Debt payoff calculator.
Compare two paths side by side: keep paying down your credit-card balance, or consolidate it into a fixed-rate personal loan. The calculator shows months to payoff, total interest, and the potential interest savings from consolidating.
Credit card minimum trap
- Months to payoff
- 39 mo
- Total interest
- $3,700
- Total repaid
- $11,700
Personal loan payoff
- Monthly payment
- $273
- Months to payoff
- 36 mo
- Total interest
- $1,843
- Total repaid
- $9,843
You could save $1,857 in interest by consolidating.
Assumes you actually pay off the loan on schedule and don't run the card balance back up.
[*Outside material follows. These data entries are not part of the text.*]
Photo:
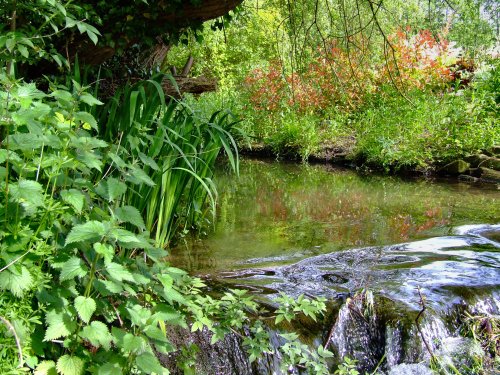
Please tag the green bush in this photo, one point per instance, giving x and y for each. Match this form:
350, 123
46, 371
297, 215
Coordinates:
424, 129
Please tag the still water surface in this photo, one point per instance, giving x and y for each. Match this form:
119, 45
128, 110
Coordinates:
279, 213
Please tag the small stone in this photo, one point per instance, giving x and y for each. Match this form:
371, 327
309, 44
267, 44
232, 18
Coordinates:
492, 163
475, 160
475, 172
455, 167
490, 175
467, 178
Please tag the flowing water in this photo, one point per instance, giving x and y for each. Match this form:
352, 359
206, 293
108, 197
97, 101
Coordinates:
327, 232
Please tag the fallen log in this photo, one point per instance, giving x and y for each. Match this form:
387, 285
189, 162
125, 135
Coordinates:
192, 85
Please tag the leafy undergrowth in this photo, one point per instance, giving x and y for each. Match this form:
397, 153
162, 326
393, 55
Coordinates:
84, 285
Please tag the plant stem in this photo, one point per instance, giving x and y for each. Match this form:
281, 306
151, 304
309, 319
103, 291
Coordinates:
16, 337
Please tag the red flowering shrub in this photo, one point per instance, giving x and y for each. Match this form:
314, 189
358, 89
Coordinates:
420, 61
341, 79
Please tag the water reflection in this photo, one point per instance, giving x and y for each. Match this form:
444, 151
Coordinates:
286, 212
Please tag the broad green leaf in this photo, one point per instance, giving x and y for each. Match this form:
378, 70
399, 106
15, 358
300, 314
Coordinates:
23, 51
88, 231
16, 282
73, 267
90, 100
127, 238
118, 272
59, 324
108, 287
85, 306
116, 188
90, 159
137, 176
70, 365
46, 368
92, 36
97, 334
148, 363
75, 198
129, 214
29, 193
110, 369
163, 312
155, 333
86, 118
107, 251
139, 315
149, 161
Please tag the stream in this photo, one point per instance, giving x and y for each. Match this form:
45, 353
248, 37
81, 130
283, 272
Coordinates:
326, 232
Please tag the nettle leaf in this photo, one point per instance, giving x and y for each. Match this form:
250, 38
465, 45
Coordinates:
74, 198
137, 176
28, 192
129, 214
107, 251
108, 287
111, 189
70, 365
90, 159
73, 267
155, 333
97, 334
60, 324
86, 118
139, 315
128, 239
88, 231
90, 100
85, 306
46, 368
132, 343
16, 282
116, 188
149, 161
119, 273
148, 363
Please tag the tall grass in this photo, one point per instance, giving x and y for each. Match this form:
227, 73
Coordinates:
176, 151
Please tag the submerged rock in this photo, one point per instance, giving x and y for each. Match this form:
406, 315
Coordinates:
357, 332
466, 178
488, 174
197, 354
491, 162
410, 369
455, 167
460, 352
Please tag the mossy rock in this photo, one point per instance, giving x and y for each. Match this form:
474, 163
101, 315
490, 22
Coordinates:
492, 163
456, 167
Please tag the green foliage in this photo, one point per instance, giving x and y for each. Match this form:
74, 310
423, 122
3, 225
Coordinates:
85, 286
424, 132
173, 152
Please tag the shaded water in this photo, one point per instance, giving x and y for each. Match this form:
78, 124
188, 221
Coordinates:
319, 231
278, 213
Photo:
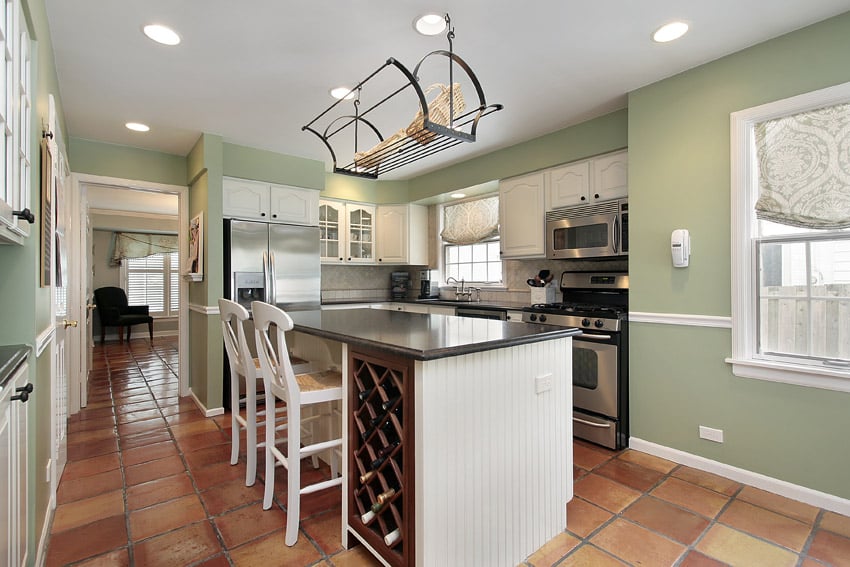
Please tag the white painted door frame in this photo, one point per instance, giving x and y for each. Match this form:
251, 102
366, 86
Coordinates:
80, 183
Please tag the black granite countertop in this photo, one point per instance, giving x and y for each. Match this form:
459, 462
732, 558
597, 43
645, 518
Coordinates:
419, 336
11, 357
485, 304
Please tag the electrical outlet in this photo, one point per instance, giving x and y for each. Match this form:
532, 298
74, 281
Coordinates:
542, 383
711, 434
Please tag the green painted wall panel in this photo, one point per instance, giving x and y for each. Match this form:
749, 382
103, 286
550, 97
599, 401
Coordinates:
679, 177
111, 160
600, 135
263, 165
679, 382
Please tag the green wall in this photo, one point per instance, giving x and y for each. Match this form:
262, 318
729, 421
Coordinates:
679, 177
125, 162
598, 136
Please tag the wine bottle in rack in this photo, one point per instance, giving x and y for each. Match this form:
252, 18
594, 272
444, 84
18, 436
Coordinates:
392, 537
382, 499
388, 449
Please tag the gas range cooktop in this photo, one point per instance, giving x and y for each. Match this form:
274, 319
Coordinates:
593, 301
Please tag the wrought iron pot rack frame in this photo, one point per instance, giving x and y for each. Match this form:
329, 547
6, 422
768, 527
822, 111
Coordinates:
405, 149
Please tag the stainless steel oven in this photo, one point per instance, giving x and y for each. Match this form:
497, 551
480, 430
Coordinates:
597, 304
598, 230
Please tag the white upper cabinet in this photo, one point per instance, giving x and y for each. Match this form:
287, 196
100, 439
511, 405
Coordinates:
402, 234
521, 213
569, 184
588, 181
346, 232
294, 205
256, 200
611, 176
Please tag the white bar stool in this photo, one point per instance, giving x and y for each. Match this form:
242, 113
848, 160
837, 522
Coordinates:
296, 390
244, 369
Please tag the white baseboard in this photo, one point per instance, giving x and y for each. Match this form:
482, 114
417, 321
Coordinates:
41, 548
770, 484
207, 412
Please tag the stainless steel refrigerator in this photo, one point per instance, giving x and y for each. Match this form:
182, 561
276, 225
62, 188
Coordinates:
275, 263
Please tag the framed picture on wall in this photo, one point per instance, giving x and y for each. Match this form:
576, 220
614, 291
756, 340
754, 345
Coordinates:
48, 187
195, 261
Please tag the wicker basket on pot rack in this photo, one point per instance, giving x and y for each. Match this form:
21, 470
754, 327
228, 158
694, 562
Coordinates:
380, 151
440, 111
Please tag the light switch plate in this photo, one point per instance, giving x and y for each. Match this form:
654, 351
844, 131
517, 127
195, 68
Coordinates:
542, 383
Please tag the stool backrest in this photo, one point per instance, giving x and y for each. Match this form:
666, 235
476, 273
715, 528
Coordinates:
233, 317
273, 353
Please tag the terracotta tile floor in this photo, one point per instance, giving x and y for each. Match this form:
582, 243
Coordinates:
148, 483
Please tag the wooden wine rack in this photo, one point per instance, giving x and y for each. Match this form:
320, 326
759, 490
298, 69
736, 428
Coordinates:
381, 432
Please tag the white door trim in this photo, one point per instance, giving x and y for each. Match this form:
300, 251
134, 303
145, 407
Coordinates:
80, 181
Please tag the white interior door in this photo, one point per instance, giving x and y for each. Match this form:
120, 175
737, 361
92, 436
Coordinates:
65, 322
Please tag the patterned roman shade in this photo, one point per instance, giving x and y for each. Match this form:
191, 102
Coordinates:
804, 168
471, 221
138, 245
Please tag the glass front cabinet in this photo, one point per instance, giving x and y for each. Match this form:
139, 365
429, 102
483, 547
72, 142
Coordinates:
347, 232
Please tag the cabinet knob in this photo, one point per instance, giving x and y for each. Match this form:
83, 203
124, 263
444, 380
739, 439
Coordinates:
24, 393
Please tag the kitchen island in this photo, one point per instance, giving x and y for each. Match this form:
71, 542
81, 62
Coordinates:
457, 433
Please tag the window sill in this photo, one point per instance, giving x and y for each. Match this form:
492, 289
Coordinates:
824, 378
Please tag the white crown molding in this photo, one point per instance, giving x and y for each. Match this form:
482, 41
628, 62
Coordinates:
681, 319
793, 491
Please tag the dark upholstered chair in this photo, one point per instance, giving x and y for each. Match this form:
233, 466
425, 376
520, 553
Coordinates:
113, 311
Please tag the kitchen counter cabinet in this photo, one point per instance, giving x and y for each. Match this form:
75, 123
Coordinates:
482, 470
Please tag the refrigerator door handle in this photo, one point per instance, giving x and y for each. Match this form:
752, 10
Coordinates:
272, 280
265, 277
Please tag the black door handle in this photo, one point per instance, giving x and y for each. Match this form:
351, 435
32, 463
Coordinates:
24, 393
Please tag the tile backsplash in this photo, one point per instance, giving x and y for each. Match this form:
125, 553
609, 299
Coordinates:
340, 282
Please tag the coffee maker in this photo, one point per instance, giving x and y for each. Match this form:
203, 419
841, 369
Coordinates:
428, 288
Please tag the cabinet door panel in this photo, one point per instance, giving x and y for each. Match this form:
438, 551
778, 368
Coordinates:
569, 185
294, 205
611, 176
522, 217
245, 199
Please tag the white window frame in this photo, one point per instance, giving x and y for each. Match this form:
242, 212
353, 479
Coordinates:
745, 360
169, 271
442, 245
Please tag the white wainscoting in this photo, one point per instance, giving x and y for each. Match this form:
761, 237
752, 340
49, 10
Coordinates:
493, 456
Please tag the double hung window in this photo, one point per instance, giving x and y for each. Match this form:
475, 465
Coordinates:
153, 281
470, 239
791, 240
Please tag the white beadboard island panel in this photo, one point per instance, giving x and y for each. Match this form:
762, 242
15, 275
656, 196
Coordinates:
493, 456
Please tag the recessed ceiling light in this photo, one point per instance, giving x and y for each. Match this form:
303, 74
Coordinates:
669, 32
430, 24
161, 34
343, 92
The math only works if you stop adding to the card.
When consolidation makes sense
Consolidating credit-card debt into a personal loan saves money when the loan's effective APR is meaningfully lower than your weighted card APR, and when you can commit to not running the card balance back up. With average U.S. credit-card APRs above 22% and personal-loan APRs starting in the single digits for strong credit, the spread can produce thousands of dollars in interest savings.
The trap to avoid: consolidating, then re-loading the credit cards. That doubles your debt with no benefit. Many people freeze the cards (literally, in a block of ice in the freezer) or close all but one before consolidating.